CaptionHub

Building the world's most advanced subtitling platform.

2014-2019

Previously known as:: Selworthy
Roles:: programming, web development, javascript, ruby on rails, infrastructure, technology strategy

CaptionHub is an online platform for subtitling video. It allows teams to generate and edit captions inside a web browser, previewing them in a real-time editor. They can edit and adjust timing of captions using a slippy timeline, similar to desktop video editors. When they’re happy with a preview, users can emit caption data in industry-standard file formats, or render out video with the captions burned-in. It also allows translators to easily translate original captions, editing subtitle timings themselves to reflect language-specific changes. Because it all runs in the browser, it can be accessed from anywhere in the world, letting teams with in-territory staff collaborate around the clock - and it has clear workflow tools to enable that collaboration. CaptionHub can even generate your original captions in one of 28 languages using speech recognition, producing captions that break at natural points in your video, such as on scene transitions or sentence breaks.

I was technology lead on CaptionHub from its inception until the end of 2018; it made frequent appearances in my Weeknotes as a project called ‘Selworthy’. I began as the sole developer and designer on the prototype application, and worked on it as it developed into a successful commercial product, leading the development team that grew around it, and developing the technology capacity of my client.

The project began in 2015, with a very specific problem that needed solving.

The Problem

Neon are a London-based VFX and motion graphics studio. Some of their business-to-business work included producing foreign-language versions of client content, with foreign-language subtitles. The process they used at the time - common to many studios - was taking translated content from a translation agency, letting a video editor apply the subtitles to video content, and then taking feedback from the translation agency and client on the final video, until it was signed off.

One of their clients came to them with a new request: would they be able to subtitle an internal corporate video into eleven languages, with a 24-hour turnaround time, every week? Early tests with a roomful of translators suggested that it might be possible… but also that with the tools they had, it was a high-effort solution. Their suspicions were aroused: surely there was a better way of performing this task?

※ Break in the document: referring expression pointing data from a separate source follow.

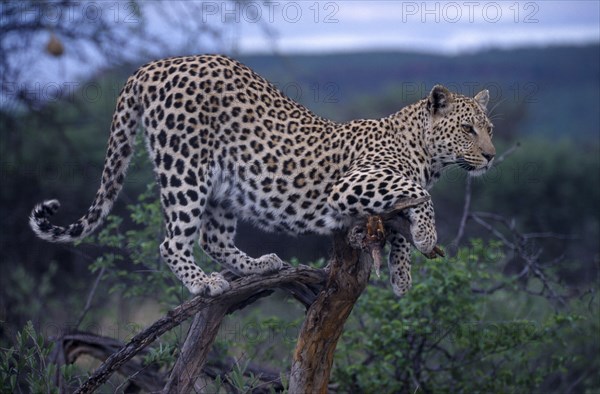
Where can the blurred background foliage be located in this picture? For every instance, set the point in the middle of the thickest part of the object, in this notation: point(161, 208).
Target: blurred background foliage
point(545, 103)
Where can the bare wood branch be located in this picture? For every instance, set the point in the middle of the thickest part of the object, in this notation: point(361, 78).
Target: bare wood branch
point(313, 357)
point(194, 353)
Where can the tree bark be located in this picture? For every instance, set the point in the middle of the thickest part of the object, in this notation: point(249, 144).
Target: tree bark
point(313, 358)
point(194, 352)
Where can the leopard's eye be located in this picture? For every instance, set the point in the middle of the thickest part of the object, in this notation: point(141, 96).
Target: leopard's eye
point(467, 128)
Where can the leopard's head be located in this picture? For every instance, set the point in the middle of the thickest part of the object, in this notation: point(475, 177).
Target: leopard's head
point(460, 130)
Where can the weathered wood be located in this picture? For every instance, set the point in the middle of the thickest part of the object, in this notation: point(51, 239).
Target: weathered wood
point(194, 352)
point(241, 291)
point(324, 323)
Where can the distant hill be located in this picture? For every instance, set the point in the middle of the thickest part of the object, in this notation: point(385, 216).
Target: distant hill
point(554, 91)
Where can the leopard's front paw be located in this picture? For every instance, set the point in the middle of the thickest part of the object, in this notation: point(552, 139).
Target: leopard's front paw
point(210, 286)
point(401, 280)
point(424, 237)
point(269, 263)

Would it be possible to build some kind of browser-based tool that would let translators work quicker, remotely, and empower them to make decisions around text and timing that they probably ought to be making anyway? Frequently, errors that a video editor won’t notice - spelling errors in a language they don’t speak (especially one with a non-roman character set such as Arabic, Hebrew, or Japanese), or captions that once translated into a new language exceed the house style for characters-per-line - are exactly the sort of thing a translator is equipped to do.

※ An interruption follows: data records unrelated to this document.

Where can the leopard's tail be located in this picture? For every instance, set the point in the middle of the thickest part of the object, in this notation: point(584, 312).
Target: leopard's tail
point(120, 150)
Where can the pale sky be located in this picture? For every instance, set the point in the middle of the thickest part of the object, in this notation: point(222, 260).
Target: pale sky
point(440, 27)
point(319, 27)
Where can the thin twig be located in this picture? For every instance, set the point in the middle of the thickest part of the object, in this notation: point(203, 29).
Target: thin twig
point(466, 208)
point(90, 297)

Neon approached me with this idea, and I concurred: the state of the HTML5 web browser in 2015 was such that we had a good chance of being able to do this inside Chrome or Safari, using off-the-shelf tools and libraries. They initially hired me to build a proof-of-concept.

The Prototype

Our initial prototype focused on the specific needs of the initial target client. For the prototype, we only needed to accept the video and timed text formats that they specified, and we only had to produce the file formats they required, so we built the system around those assumptions. Where possible, I leaned on cloud services to streamline the prototype development process, deploying code to Heroku, and using cloud-based image processors and video encoders. That left me free to focus on the meat of the prototype.

During this prototyping phase, I built the very first pass at our ‘rich editor’: the system of a timeline and a table to let users edit captions, adjust their timing on a timeline, and see a realtime preview, the timeline staying in sync with video playback.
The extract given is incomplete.